If you are working with very large files or would like to exceed your memory, you may change the primary location of the DataFrame. If you would like to exceed memory, you can use your disk as an overflow for the memory. This API is experimental in the context of Modin. Please let us know what you think!
Modin now comes with all the dependencies for out of core functionality by default! See the installation page for more information on installing Modin.
Out of core is detected from an environment variable set in bash.

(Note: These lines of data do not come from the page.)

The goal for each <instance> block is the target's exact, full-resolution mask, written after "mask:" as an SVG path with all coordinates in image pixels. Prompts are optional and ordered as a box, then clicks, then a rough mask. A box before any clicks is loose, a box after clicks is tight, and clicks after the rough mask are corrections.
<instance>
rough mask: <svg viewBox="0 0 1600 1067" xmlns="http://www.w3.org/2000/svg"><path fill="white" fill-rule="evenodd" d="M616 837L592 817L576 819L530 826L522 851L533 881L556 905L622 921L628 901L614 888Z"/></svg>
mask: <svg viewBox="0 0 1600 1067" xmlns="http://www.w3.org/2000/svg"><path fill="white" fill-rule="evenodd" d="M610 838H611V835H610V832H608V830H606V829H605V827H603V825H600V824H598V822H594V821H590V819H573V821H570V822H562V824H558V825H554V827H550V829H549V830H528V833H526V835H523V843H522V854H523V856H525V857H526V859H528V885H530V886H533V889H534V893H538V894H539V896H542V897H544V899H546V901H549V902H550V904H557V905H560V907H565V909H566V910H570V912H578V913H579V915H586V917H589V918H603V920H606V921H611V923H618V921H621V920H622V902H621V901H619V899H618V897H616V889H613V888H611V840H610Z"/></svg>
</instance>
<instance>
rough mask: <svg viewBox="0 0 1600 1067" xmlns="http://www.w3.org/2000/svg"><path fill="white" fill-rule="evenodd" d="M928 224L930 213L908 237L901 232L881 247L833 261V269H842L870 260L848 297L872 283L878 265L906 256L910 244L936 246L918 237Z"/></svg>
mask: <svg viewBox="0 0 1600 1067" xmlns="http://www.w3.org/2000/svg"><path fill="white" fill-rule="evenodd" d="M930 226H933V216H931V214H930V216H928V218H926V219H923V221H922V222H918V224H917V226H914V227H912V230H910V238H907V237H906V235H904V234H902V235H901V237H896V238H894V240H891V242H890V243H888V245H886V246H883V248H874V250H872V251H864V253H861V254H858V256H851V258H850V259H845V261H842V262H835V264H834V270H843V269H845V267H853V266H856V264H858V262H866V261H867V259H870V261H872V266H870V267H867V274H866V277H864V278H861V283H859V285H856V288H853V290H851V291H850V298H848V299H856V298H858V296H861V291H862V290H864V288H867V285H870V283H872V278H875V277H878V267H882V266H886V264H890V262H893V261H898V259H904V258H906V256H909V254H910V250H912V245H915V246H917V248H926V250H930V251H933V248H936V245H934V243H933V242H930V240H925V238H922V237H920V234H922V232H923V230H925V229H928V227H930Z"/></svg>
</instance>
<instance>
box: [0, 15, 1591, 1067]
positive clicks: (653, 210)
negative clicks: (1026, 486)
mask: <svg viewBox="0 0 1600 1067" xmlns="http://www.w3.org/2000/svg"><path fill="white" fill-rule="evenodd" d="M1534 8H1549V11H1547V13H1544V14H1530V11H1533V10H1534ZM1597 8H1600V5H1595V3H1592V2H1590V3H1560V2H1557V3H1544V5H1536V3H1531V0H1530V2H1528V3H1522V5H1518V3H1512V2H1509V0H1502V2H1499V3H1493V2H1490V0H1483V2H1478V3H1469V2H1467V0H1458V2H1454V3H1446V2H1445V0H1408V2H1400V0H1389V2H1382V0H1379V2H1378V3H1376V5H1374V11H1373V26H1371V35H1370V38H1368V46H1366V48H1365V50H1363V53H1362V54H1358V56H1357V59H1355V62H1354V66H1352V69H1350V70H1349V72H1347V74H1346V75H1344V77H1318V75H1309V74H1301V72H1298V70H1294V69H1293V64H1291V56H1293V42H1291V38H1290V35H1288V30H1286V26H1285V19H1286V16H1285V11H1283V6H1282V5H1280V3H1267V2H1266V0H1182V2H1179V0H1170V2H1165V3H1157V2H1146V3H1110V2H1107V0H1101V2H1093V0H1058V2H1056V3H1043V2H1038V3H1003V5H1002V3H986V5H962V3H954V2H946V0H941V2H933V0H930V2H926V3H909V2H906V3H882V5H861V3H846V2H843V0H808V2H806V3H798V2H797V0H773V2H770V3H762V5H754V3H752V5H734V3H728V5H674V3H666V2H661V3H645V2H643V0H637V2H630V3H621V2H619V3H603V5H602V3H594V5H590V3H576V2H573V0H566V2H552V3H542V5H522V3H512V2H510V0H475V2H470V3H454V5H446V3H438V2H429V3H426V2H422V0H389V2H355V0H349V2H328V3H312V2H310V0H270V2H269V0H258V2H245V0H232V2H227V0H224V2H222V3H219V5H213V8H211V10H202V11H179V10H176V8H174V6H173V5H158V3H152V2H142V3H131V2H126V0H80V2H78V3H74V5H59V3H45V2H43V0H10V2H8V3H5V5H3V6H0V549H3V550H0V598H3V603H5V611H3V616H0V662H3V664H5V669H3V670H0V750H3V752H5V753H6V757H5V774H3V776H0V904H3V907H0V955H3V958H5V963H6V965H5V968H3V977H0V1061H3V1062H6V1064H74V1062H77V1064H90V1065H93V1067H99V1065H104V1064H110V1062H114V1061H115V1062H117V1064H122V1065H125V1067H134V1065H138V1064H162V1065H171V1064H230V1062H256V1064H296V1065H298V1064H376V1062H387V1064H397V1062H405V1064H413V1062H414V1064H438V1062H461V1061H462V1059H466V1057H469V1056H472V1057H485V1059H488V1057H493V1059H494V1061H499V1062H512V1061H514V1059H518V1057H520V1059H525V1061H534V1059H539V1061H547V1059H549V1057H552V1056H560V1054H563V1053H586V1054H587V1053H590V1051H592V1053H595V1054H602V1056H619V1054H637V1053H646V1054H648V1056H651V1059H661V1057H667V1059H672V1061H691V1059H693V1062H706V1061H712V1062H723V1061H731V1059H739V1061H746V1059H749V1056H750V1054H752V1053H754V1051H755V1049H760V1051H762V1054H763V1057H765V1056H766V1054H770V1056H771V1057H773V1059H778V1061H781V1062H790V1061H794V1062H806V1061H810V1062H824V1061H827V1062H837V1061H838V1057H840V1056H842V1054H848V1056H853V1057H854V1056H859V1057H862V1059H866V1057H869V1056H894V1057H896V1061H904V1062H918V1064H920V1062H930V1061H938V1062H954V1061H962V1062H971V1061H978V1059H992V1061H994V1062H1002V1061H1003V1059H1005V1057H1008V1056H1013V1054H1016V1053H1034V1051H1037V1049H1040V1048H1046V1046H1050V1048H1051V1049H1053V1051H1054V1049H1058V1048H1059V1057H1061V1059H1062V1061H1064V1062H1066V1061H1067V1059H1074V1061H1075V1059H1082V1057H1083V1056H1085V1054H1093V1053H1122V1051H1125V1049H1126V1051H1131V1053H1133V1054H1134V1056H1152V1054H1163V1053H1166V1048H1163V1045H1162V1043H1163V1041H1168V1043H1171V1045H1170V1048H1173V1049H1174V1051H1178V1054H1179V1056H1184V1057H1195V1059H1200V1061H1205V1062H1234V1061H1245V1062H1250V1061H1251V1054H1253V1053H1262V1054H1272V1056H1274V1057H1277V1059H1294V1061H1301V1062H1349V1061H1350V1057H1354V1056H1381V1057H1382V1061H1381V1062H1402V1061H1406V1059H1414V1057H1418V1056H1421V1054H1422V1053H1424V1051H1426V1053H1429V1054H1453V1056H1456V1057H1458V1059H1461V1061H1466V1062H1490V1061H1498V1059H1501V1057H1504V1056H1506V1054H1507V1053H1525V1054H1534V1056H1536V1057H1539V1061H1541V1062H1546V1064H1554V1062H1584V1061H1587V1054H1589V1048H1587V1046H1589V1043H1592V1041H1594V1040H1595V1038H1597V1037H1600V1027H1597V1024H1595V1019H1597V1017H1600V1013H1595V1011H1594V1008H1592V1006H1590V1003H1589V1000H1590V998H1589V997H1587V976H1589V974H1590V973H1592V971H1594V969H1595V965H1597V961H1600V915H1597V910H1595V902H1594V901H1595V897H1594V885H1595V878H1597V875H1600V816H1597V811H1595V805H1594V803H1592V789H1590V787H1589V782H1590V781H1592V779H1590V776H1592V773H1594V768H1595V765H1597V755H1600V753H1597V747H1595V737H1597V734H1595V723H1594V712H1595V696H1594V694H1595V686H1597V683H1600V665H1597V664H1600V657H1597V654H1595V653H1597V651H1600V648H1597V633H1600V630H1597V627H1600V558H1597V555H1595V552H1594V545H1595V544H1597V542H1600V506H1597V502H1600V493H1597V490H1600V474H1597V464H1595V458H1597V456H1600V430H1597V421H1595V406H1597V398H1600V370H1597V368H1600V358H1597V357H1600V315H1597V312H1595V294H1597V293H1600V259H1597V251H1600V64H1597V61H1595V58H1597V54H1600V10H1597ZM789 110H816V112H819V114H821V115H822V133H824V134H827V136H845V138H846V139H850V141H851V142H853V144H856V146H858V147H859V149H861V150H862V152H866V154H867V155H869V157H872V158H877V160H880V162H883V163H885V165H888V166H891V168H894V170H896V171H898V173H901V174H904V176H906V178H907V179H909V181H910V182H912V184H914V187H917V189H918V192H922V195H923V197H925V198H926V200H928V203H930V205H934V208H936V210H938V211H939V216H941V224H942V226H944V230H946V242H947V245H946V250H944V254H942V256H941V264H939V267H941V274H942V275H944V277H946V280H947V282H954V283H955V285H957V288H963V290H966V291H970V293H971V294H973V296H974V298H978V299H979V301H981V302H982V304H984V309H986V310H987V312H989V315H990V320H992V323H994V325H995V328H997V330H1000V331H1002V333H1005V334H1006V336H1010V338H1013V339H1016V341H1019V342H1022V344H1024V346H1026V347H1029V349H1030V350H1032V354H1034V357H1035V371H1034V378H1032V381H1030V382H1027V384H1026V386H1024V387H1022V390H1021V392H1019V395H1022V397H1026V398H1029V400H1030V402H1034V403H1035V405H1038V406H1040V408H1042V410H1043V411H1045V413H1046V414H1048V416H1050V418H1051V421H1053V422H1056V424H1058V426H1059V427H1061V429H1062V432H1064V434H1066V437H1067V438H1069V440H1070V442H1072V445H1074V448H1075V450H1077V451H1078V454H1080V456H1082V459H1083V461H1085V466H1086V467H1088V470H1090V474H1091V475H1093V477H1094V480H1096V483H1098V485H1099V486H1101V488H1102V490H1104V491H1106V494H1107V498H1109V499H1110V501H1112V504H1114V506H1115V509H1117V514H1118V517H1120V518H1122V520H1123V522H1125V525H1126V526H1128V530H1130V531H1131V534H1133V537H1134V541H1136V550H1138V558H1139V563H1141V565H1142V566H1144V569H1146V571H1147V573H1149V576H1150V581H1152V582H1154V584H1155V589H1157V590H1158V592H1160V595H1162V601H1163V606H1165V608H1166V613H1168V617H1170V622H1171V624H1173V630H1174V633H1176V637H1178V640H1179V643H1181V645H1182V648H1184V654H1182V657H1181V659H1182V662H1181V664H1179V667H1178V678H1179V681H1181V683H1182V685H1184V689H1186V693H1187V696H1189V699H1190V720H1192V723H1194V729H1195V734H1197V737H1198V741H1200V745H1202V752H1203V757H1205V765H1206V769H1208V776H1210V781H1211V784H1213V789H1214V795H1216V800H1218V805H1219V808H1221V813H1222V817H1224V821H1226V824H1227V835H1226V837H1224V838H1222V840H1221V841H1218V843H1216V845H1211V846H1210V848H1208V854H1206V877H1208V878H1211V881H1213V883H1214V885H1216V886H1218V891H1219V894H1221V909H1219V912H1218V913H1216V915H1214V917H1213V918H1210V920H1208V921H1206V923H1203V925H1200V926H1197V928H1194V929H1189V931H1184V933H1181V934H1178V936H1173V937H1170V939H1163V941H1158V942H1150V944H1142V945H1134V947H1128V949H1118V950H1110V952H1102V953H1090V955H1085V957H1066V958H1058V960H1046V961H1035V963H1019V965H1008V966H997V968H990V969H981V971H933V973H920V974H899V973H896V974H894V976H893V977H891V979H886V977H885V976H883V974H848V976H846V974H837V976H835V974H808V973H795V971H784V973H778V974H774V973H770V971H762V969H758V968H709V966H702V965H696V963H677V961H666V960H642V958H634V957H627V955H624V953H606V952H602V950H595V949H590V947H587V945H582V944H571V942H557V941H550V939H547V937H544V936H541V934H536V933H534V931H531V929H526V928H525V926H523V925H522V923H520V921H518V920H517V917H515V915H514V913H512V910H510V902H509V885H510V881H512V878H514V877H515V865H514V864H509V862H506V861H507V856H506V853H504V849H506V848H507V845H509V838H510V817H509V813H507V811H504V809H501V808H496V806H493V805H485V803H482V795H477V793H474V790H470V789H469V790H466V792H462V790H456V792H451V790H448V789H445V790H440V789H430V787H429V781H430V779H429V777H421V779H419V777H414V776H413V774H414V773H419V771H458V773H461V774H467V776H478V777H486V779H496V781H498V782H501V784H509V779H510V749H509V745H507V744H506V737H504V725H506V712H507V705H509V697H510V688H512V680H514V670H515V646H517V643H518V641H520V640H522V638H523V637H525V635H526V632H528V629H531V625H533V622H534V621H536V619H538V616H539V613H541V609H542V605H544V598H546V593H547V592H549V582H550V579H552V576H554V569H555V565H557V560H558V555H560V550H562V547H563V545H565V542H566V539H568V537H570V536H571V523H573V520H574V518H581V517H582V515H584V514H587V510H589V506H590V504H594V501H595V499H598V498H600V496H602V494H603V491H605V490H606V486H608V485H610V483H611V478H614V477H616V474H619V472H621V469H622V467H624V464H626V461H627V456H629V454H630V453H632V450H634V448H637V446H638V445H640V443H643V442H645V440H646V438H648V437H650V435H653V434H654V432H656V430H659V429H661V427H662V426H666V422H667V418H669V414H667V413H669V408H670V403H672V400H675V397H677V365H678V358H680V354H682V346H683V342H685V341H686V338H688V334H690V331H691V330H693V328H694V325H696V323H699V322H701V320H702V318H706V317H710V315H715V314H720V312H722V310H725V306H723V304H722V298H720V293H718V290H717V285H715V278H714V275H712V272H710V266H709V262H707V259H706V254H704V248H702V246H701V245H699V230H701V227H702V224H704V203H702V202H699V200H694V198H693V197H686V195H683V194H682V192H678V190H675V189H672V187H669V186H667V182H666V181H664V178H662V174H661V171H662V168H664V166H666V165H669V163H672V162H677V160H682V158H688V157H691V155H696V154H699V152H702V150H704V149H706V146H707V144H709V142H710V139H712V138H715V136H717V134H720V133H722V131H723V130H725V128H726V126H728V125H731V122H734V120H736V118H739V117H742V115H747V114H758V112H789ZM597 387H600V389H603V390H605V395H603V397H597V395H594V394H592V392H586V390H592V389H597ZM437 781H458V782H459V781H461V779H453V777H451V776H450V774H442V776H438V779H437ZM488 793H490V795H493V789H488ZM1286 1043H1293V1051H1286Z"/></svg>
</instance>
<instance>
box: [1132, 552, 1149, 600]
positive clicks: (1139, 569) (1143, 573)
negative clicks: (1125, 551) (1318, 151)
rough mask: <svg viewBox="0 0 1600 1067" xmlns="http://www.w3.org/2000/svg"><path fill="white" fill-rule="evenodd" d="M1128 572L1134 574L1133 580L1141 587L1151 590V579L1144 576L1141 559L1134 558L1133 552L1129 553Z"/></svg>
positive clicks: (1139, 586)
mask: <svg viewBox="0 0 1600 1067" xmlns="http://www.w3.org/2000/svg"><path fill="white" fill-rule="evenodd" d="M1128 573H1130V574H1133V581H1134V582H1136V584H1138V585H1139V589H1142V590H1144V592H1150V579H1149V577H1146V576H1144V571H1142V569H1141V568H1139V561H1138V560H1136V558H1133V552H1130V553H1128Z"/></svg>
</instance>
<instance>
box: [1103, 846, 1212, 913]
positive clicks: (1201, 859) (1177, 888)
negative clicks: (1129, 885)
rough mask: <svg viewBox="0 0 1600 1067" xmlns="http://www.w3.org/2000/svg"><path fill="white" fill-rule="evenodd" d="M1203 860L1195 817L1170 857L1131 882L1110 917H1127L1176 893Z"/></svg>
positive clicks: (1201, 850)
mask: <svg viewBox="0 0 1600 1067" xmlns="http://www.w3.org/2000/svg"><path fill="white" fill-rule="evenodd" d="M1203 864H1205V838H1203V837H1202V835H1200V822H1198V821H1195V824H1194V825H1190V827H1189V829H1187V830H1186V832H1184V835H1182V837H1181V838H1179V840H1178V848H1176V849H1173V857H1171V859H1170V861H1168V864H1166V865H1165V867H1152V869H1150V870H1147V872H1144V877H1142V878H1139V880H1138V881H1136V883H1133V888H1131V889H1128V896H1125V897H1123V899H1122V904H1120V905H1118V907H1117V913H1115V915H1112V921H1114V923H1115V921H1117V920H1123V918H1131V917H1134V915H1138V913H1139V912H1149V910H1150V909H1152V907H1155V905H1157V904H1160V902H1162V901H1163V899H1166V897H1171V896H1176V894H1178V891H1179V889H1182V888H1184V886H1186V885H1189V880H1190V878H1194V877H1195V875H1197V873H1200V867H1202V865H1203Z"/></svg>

export MODIN_OUT_OF_CORE=true
We also set up a way to tell Modin how much memory you'd like to use. Currently, this only accepts the number of bytes. This can only exceed your memory if you have enabled MODIN_OUT_OF_CORE
.
Warning: Make sure you have enough space in your disk for however many bytes you request for your DataFrame
This limits the amount of memory that Modin can use.
Here is how you set MODIN_MEMORY
:
export MODIN_MEMORY=200000000000 # Set the number of bytes to 200GB
The default for Modin is 8x the memory on the machine.
Before you run this, please make sure you follow the instructions listed above.
import modin.pandas as pd
import numpy as np
frame_data = np.random.randint(0, 100, size=(2**20, 2**8)) # 2GB each
df = pd.DataFrame(frame_data).add_prefix("col")
big_df = pd.concat([df for _ in range(20)]) # 20x2GB frames
print(big_df)
nan_big_df = big_df.isna() # The performance here represents a simple map
print(big_df.apply(lambda col: col.sum())) # apply along an entire axis (columns in this case)
This example creates a 40GB DataFrame from 20 identical 2GB DataFrames and performs various operations on them. Feel free to play around with this code and let us know what you think!